Fykes and Smoke

Netherlands | Wadden Sea | Den Oever

Brothers Simon and Hans Kay have been fishing all their lives in the Wadden Sea. They are part of the Goede Vissers (Good Fishermen) association, with which a Slow Food Presidia was created in 2012. 

The two brothers grew up on the Netherlands coastline where their father had a fishing business. Their father started fishing for eel at a young age without a boat, using small fykes, a long bag-shaped net, along the Afsluitdijk dyke that divides Lake IJssel from the Wadden Sea.

“At that time you could park everywhere along the dyke, their was no highway yet, and the fykes were emptied by fishermen wearing waders at low tide,” recalled Simon. “The deeper stakes were put in place by swimming out, but they were never very solid and stormy weather could mess them up. But the catches were good, at least 15 pounds in each of the small fykes and up to 100 pounds! Nowadays you can’t imagine such catches.”

In fact the eel fishery is no longer profitable today and the eel is an endangered species. However, thanks to the Chinese mitten crab, the brothers still have a reasonable fishery. “The fykes must be kept dirty to catch mitten crabs, so we don’t clean them anymore. This means we catch even less eel, but mitten crab is more important for us now give the very low eel population. Furthermore, we hope to contribute to the recovery of our eel stocks by targeting mitten crab instead.”

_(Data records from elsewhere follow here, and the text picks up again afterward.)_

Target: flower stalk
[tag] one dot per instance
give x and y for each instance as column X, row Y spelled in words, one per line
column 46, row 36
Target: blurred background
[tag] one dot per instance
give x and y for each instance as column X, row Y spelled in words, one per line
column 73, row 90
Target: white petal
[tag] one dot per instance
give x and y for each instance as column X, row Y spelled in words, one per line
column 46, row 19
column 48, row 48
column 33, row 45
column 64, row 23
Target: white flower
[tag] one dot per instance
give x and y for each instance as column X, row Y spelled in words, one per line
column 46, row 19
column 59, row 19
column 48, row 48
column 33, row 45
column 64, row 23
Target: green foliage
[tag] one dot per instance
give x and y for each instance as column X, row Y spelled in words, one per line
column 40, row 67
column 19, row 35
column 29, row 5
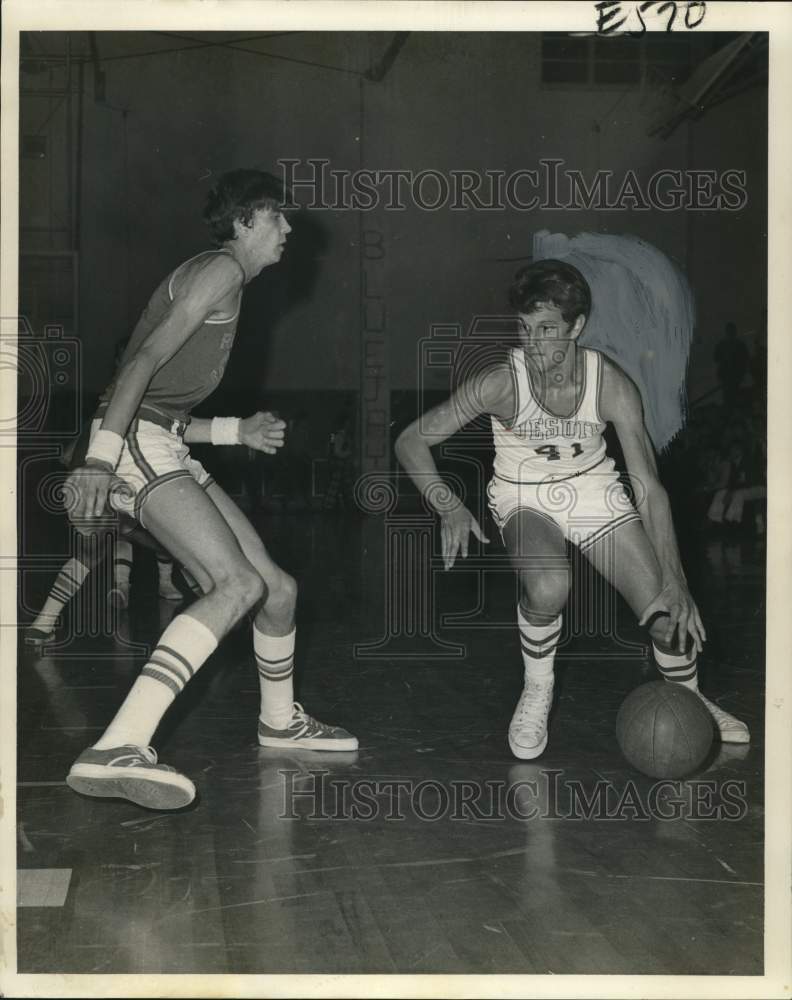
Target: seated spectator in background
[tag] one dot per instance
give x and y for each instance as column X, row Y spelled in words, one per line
column 740, row 482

The Kay brothers also inherited a great respect for nature from their father. “A fisherman must make do with what the sea provides, we don’t have power over that… So you can’t always get what you want, you have to move along with nature,” said Hans. Adopting this flexible approach has meant Simon and Hans have also used gill nets and traps to fish other species and for 30 years they had an extra boat to offer angling excursions on the weekends.

Research and management

The Kay brothers monitor the glasaal, the very young eels that migrate from the sea to inland waters via the sluices of Den Oever, and sort by-catch from North Sea fishermen for the IMARES research institute.

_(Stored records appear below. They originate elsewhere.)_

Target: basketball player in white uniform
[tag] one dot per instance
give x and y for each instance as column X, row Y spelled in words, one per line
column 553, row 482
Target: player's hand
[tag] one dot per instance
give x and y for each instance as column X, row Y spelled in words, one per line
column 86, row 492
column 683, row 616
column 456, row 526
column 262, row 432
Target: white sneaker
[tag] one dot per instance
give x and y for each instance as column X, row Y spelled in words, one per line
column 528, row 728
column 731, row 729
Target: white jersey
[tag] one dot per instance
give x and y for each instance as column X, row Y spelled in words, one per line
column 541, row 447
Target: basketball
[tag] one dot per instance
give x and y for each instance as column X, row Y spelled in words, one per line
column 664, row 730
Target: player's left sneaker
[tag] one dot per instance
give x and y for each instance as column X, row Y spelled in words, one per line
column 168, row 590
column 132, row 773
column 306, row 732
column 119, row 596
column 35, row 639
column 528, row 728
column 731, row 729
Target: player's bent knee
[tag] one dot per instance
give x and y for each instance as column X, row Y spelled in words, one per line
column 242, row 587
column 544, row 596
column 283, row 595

According to Simon, “Research is important to obtain the knowledge that enables people to make the right decisions. Unfortunately, too often a decision is taken even though there is enough information illustrating it is the wrong choice. Water purification is a good example. It’s very important that there are less poisonous chemicals in our waterways, but now they also want to take all nutrients out. This is unnatural for lowland rivers and canals and in the end the water will be so nutrient-poor that all the eels will have disappeared. I’m sure that if Belgium adopts the same purification installations as here in the Netherlands, the eel stock in the River Maas will drop to the same low levels as we have in the low parts of the Rhine system. We know this will happen, but they still they go on with their plans.”

Direct sales

When Simon and Hans were schoolboys their father smoked his eel and they peddled from door to door selling it. Finding ways to process your catch to make more money, instead of catching more fish, is a strategy the brothers learned from their father.

Today, they smoke all the eel they catch. Hans smokes the eel with his partner Nel in their yard in Wervershoof, and they sell the product directly from their home. Simon lives in Den Oever on the shores of IJssel Lake, and his wife José serves eel rolls, coffee and home made apple pie on a beautiful terrace on their property.

Since the brothers don’t rely on eel anymore, Hans also smokes grey mullet caught by other local fishermen using gill nets on the shallow flats of the Wadden Sea.